Manually triggers the refresh token flow via the active strategy’s refreshController. This is normally called automatically by the middleware, but you can invoke it directly if needed.
await auth.refreshTokens()

check()

Runs the active strategy’s check() method and returns a SchemeCheck object describing the current token validity. Pass true to also check for expiry.
const { valid, tokenExpired, refreshTokenExpired, isRefreshable } = auth.check(true)
The returned object has the following shape:
interface SchemeCheck {
  valid: boolean
  tokenExpired?: boolean
  refreshTokenExpired?: boolean
  idTokenExpired?: boolean
  isRefreshable?: boolean
}

redirect()

Redirects the user to one of the configured redirect paths. Accepts an optional route argument to use as the from path for rewrite logic.
auth.redirect('login')  // → options.redirect.login
auth.redirect('home')   // → options.redirect.home
auth.redirect('logout') // → options.redirect.logout

setStrategy()

Resets the current strategy, stores the new strategy name, and calls mounted() on the new strategy. The returned promise resolves when the strategy is fully initialized.
await auth.setStrategy('github')

registerStrategy()

Registers a custom strategy instance under a given name, making it available for setStrategy() and loginWith(). This is used internally during module initialization but can be called from a plugin to add runtime strategies.
auth.registerStrategy('myCustomStrategy', myStrategyInstance)

hasScope()

Checks whether the current user has a given scope.

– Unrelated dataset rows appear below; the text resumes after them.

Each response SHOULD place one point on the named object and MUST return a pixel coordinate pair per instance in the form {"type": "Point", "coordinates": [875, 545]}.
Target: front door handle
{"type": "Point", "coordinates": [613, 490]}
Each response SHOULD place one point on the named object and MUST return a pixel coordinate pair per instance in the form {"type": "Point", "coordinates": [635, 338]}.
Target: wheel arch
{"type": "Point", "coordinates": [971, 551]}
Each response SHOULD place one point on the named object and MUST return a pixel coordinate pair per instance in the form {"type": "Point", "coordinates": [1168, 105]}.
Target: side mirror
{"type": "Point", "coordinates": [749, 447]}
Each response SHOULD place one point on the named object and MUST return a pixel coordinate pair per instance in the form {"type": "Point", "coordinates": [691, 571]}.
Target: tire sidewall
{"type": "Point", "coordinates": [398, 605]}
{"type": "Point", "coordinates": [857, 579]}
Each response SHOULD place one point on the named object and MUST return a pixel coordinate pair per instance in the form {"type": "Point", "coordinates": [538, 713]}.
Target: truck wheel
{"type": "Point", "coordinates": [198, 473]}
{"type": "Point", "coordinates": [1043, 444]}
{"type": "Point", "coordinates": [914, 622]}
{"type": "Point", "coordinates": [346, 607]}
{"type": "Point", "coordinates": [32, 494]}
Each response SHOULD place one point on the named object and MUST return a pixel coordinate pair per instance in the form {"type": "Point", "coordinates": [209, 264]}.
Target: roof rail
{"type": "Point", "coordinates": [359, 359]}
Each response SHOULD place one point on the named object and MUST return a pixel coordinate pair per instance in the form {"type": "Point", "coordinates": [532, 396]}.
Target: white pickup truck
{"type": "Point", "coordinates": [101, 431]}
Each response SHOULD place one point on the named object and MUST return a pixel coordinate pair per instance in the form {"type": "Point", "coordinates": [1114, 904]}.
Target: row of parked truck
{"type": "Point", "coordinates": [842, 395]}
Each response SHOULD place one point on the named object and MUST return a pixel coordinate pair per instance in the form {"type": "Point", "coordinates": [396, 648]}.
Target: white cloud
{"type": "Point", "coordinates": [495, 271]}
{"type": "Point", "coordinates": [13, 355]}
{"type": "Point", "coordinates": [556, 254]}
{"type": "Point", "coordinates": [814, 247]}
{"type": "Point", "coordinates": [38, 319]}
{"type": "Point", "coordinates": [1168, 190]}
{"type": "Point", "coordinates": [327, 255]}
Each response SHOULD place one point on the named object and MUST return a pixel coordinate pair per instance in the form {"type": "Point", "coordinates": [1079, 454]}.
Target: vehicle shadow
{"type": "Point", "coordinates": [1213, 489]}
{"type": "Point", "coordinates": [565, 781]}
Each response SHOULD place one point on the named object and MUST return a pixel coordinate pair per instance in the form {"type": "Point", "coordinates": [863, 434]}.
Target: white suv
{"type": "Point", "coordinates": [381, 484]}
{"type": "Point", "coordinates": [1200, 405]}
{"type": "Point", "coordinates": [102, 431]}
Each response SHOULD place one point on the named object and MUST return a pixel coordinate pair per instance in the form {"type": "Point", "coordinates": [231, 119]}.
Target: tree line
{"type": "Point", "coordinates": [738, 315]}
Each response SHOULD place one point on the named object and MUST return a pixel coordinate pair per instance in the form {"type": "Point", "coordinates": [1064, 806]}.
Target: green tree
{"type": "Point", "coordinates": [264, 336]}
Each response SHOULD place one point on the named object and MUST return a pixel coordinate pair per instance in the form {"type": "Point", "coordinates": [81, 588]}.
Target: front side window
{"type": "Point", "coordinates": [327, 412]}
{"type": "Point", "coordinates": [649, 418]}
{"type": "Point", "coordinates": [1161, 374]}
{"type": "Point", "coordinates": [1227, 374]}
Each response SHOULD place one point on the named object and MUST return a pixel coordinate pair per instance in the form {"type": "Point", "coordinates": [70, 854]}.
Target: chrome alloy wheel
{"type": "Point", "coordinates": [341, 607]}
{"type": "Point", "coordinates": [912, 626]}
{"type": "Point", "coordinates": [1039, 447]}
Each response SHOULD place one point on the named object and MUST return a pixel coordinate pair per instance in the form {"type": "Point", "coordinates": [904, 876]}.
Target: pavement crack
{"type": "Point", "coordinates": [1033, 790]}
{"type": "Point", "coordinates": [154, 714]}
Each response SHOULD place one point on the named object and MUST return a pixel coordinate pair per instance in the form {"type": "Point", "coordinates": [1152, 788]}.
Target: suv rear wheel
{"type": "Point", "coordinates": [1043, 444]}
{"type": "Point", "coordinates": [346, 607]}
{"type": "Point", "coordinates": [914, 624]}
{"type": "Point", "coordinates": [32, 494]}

Looks up the property defined by options.scopeKey on the user object, and supports both array-based and nested object-based scope representations.
auth.hasScope('admin')     // returns boolean
auth.hasScope('read:posts') // returns boolean

request() and requestWith()

Low-level methods for making authenticated HTTP requests via @nuxt-alt/http. requestWith() automatically reads the current token from the active strategy and attaches it to the request headers.
// requestWith attaches the Authorization header automatically
const response = await auth.requestWith({
  url: '/api/data',
  method: 'get',
})

// request sends the raw request without token injection
const response = await auth.request({
  url: '/api/public',
  method: 'get',
})

Event Listeners

onError()

Registers a callback that fires whenever an auth error occurs (e.g. a failed login or a refresh error). All registered listeners are called with the error and a payload describing which method triggered it.
auth.onError((error, payload) => {
  console.error('Auth error:', error, payload)
})

onRedirect()

Registers a callback that runs before every auth redirect. The callback receives the destination (to) and origin (from) strings and can return a modified destination to override the redirect target.
auth.onRedirect((to, from) => {
  console.log(`Redirecting from ${from} to ${to}`)
  // Return a modified destination or the original to proceed
  return to
})

Strategy Getters

The Auth class exposes three typed getters that all return the same active strategy instance. The difference is purely the TypeScript return type, which enables type-safe access to token and refresh-specific properties.
const auth = useAuth()

// Base Scheme type — no token or refresh properties
auth.strategy

// Cast as TokenableScheme — provides the .token property
auth.tokenStrategy
auth.tokenStrategy.token?.get()

// Cast as RefreshableScheme — provides .refreshToken and .refreshController
auth.refreshStrategy
auth.refreshStrategy.refreshToken.get()
auth.refreshStrategy.refreshController.handleRefresh()
All three getters call the same internal getStrategy() method and return the same object at runtime. They exist exclusively for TypeScript type narrowing. If your active strategy does not actually implement the token or refreshToken interface, accessing those properties will return undefined — always use optional chaining (?.) when in doubt.